Redacción Negocios Now
El fabricante estadounidense prevé una disminución de hasta 2 mil millones de dólares en sus ganancias de 2025, derivada del incendio en una planta clave de suministro de aluminio. A pesar de resultados trimestrales favorables, el impacto operativo se reflejará en su línea de camionetas y SUV.
Ford Motor Company ha anunciado un ajuste a la baja en su proyección de beneficios para 2025, luego del incendio que afectó la producción de aluminio en una planta de Novelis Inc., ubicada en Oswego, Nueva York. El incidente ha interrumpido el suministro de materiales esenciales para las populares camionetas F-150 y los SUV de gran tamaño, como el Expedition y el Lincoln Navigator.
De acuerdo con las nuevas previsiones, la empresa espera registrar utilidades antes de intereses e impuestos por entre 6 mil y 6 mil 500 millones de dólares, una reducción respecto a los 7 mil 500 millones proyectados anteriormente. Este ajuste representa un retroceso de hasta 41% en comparación con las cifras del año pasado. A pesar de ello, la compañía logró superar las expectativas del mercado en su reporte del tercer trimestre, con ingresos récord y una utilidad por acción por encima del consenso de analistas.
El incendio en la planta de Novelis —proveedor estratégico de aluminio— provocó una disminución inmediata en la producción de los modelos más rentables de Ford.
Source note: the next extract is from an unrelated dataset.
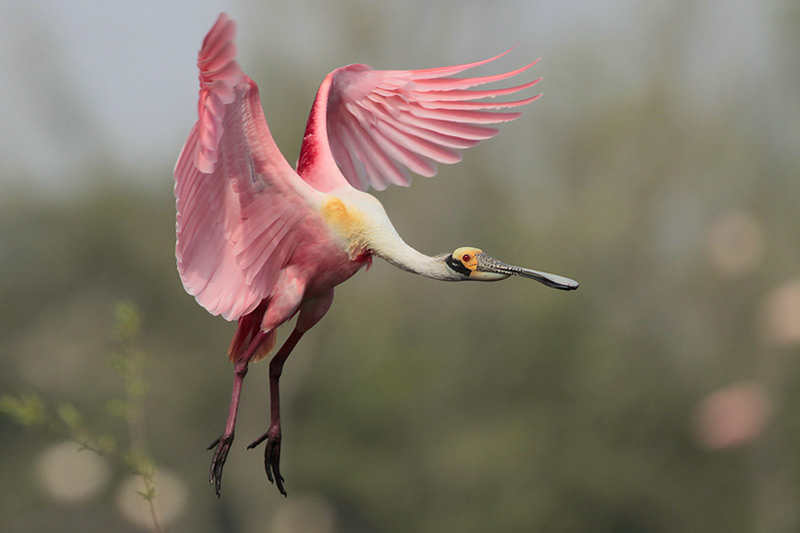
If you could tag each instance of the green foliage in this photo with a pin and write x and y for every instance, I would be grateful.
(66, 420)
Para reducir las pérdidas, la automotriz planea incrementar en 50 mil unidades la fabricación de camionetas F-150 y Super Duty durante 2026, una vez restablecida la cadena de suministro. Además, contratará a mil nuevos trabajadores en sus plantas de Michigan y Kentucky con el objetivo de fortalecer la producción y evitar nuevos cuellos de botella.
Antes del siniestro, la compañía estimaba generar más de 8 mil millones de dólares en utilidades operativas para el año fiscal, pero el ajuste refleja el impacto de la dependencia de un único proveedor en un insumo clave. El episodio ha puesto de relieve la vulnerabilidad de las cadenas industriales ante incidentes imprevistos, especialmente en sectores donde la especialización y la capacidad de respuesta son limitadas.
Las ventas trimestrales de Ford alcanzaron los 50 mil 500 millones de dólares, superando los 43 mil 700 millones proyectados por los analistas. Sin embargo, el anuncio del recorte de ganancias provocó una caída del 3.7% en el valor de sus acciones tras el cierre de los mercados en Nueva York.
La compañía mantiene una perspectiva prudente para el próximo año, centrada en la recuperación productiva y en estrategias de diversificación de proveedores. El incidente también ha reactivado el debate sobre la necesidad de fortalecer la resiliencia industrial de Estados Unidos frente a interrupciones de la cadena global, en un momento de creciente competencia en el sector automotriz, especialmente con fabricantes eléctricos y nuevas alianzas tecnológicas.
A pesar de las dificultades, Ford confía en que el impacto será temporal y que los esfuerzos por aumentar la eficiencia operativa y garantizar el abasto permitirán recuperar el terreno perdido hacia 2026.